Voracious embrace: The human/animal interface

Opening: 01.11.2012 @6pm
Exhibition on view until 14.11.2012
Location: Ho Chi Minh City Fine Arts Museum
97A Pho Duc Chinh Street, District 1
Ho Chi Minh City

‘Voracious Embrace: The Human/Animal Interface’ explores the hidden, perhaps overlooked encounters, between the human and animal world. Over the last nine months, Lena Bui has been working with the scientists of the Oxford University Clinical Research Unit in Ho Chi Minh City, as an ‘artist-in-residence’, to learn more of their research and methods of working, including the dilemmas they face in the world of crisis ‘control and prevention’.

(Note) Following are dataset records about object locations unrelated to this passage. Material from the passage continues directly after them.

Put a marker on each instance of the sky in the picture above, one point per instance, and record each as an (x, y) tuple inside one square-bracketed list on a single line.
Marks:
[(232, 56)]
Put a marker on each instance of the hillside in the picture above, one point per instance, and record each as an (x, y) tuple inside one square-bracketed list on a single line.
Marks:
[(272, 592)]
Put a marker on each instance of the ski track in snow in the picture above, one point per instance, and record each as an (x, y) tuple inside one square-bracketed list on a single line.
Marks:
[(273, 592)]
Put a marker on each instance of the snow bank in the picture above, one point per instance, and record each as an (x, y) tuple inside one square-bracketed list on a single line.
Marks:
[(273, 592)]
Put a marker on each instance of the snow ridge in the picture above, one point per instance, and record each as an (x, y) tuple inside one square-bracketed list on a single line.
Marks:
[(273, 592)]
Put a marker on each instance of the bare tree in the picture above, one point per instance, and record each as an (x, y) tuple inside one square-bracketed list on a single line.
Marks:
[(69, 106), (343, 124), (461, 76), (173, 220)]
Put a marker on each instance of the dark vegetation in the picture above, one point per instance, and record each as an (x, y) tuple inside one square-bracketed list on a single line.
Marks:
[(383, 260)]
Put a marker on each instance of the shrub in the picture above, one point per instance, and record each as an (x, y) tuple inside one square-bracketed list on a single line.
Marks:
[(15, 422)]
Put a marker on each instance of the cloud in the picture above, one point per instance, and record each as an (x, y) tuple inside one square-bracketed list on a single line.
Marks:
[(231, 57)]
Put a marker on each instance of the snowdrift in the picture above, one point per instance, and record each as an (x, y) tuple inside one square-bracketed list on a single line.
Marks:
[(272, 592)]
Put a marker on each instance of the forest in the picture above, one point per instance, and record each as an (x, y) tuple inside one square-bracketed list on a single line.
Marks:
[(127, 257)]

Particularly fascinated by zoonoses – diseases such as influenza which pass to humans from animals – and the relationship between the consumption of animal parts and the conditions they are bred, butchered and packaged in, Bui traveled to rural farming areas in Dong Thap and Dak O with scientists, then made independent visits to Trieu Khuc and Can Gio. After these research trips, she returned to the studio compelled by what she witnessed. Large abstract drawings resembling bodily forms, flesh and skin – a representation of elements found in wet markets across Viet Nam – became a recurring motif on the studio wall.

These works, coupled with another series of drawings depicting the chaotic yet fluid and strangely beautiful swarms of movement found in the invisible microscopic world of bacteria, help to provide both a micro and macro view of how complicated and seemingly automatic our interactions are. What was particularly intriguing for Bui was the farmer’s intimacy with their animals and the lack of fear towards interacting with blood, raw flesh, feathers, skin and bones, under conditions most urban dwellers would consider unhygienic. Bui found the presence of highly effective traditional farming practices that quietly continue – evidence of a natural relation between the growths of the crop, the herding of animals and their consumption.

Documenting her fieldwork through video, photography, sound and sketch, Bui was determined to experiment with differing media, desiring a weight and viscerality that reflected the reality of what she had witnessed. Here was a world seemingly unaffected by the scientific knowledge of the microscopic potential dangers inherent to living in close proximity with animals – an existence that nonetheless forms the backbone of a crucial part of the human food chain in Viet Nam today.

Lena Bui’s ‘artist-in-residence’ is co-organized in Ho Chi Minh City by the Oxford University Clinical Research Unit, a Wellcome Trust supported research centre and Sàn Art, Viet Nam’s most active independent, non-profit contemporary art space and reading room; with exhibition hosted by the Ho Chi Minh City Fine Arts Museum, showcasing new works realized as a result of this unique collaboration.